Without those in-person hanging out situations that create our social connections, many have nobody to turn to when they can't quite make rent or have enough food. Or when we need to get organized around a cause, like trying to get schools to encourage masks on everybody. The most stressful situation is made less so when we know we have people who have our backs. I couldn't write as confidently about my concerns with the way Covid is being handled without a group of people on side. Sometimes those connections happen online, where people can find one another through the most obscure interests. But that gamer buddy across the globe isn't going to drop in with soup when you're sick.

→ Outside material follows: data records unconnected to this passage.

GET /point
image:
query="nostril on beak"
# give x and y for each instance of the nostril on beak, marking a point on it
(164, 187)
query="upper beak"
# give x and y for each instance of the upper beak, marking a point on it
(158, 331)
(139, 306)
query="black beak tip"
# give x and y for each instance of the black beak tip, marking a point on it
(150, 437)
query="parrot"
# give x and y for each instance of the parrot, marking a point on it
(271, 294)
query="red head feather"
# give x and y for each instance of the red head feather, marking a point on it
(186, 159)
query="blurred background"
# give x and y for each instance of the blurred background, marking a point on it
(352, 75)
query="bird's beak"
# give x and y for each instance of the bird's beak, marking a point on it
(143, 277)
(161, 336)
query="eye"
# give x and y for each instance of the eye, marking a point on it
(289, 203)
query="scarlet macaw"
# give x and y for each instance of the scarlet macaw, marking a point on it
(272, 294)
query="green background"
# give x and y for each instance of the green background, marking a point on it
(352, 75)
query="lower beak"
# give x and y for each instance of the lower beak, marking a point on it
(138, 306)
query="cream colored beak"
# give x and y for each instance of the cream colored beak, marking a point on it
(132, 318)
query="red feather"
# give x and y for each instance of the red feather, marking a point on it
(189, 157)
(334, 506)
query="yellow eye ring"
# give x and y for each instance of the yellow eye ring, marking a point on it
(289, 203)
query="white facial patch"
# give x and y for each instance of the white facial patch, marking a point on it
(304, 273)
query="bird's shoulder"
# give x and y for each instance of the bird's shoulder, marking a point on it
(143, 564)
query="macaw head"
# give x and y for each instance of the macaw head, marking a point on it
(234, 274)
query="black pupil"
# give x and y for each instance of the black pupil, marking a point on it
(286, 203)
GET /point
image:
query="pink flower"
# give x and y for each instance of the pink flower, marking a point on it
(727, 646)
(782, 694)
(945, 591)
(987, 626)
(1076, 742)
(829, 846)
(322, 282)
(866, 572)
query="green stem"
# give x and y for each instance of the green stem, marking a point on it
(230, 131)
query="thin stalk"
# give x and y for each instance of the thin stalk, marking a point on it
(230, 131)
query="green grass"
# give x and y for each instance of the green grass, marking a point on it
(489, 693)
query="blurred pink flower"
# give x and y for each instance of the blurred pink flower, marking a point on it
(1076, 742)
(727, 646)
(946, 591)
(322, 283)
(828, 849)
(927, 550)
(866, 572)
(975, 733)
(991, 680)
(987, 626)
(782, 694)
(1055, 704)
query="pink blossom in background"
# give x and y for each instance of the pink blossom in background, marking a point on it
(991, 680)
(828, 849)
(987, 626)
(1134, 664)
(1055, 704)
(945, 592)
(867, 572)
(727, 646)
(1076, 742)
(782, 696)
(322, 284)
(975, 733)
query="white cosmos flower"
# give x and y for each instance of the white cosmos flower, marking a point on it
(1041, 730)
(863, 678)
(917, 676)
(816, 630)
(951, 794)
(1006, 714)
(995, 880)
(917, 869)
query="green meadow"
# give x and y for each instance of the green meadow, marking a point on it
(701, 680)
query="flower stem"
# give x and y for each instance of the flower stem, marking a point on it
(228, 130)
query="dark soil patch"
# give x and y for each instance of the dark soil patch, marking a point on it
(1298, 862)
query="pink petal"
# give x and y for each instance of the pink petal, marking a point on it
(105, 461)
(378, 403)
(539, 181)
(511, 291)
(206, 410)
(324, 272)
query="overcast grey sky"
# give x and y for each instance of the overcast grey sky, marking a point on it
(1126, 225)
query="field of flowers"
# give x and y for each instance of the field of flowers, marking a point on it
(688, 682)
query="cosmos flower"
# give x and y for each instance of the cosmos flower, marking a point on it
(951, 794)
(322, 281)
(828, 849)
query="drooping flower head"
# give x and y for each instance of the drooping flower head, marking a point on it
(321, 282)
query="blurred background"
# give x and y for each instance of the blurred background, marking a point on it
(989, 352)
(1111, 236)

In his book On Tyranny, Timothy Snyder gives us 20 simple steps to avoid a tyrannical government. Number 12 is, "Make eye contact and small talk." He calls on us to develop community connections in person, not just for our own sake, but for a healthier society that cares about one another, and one in which we will stand up for each other and march together in the street to change harmful policies and systems. And this, as Carr explains, is what's necessary to begin to create the changes necessary for our own individual mental health.
I've felt better about the world as I've knocked on doors and talked to real people. There are lots of people who see what's happening in the system and want to talk about it. I've been fortunate to be joined by strong and intelligent people, willing to canvass with me. But I have no idea how to make it less weird to knock on doors just to chat with people without running for office! That's a profound yet absurd barrier for most of us right now.